TransFuser (Chitta et al., 2022) is a foundational paper for transformer-based sensor fusion in end-to-end autonomous driving. The key problem it addresses is how to effectively combine information from cameras and LiDAR for driving: prior approaches either processed each modality independently and fused late (losing cross-modal interactions) or used simple concatenation (ignoring the geometric relationship between modalities). TransFuser uses transformer self-attention to fuse image and LiDAR features at multiple resolutions within the encoder, enabling rich cross-modal reasoning.

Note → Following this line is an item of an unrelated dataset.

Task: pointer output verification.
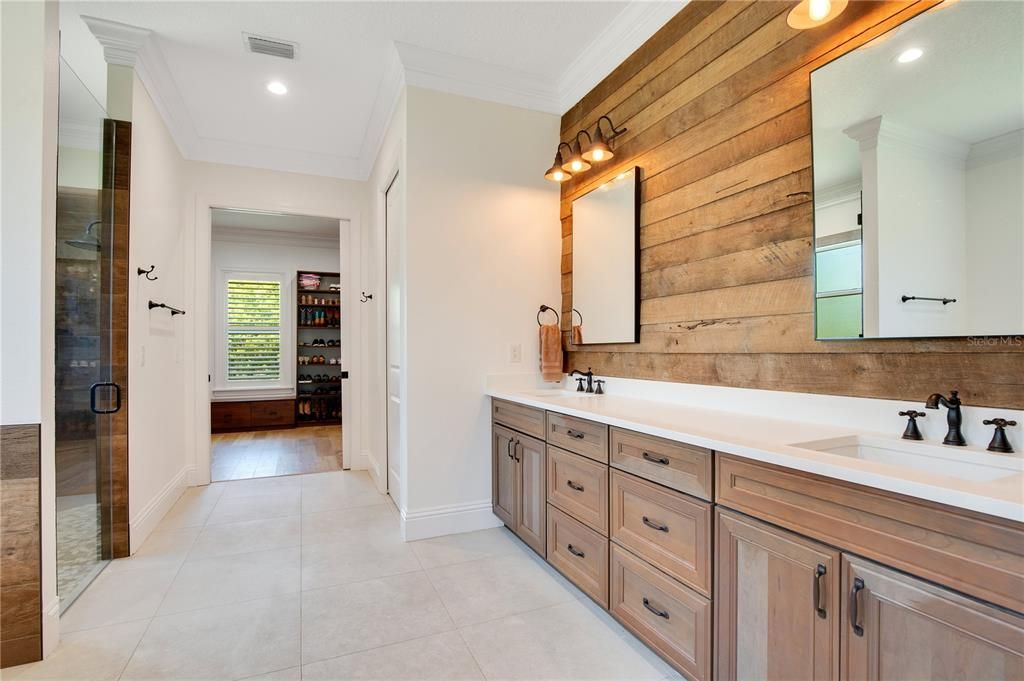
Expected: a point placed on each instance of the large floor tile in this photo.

The architecture demonstrates that attention-based fusion substantially outperforms both late fusion and simple concatenation approaches on the CARLA closed-loop driving benchmark. By applying transformers at intermediate layers of the ResNet backbone (not just at the output), TransFuser captures fine-grained cross-modal correspondences -- for example, relating the visual appearance of a distant vehicle to its precise 3D position in the LiDAR point cloud. This multi-scale fusion is critical for driving, where both local details (traffic light color) and global context (intersection layout) matter.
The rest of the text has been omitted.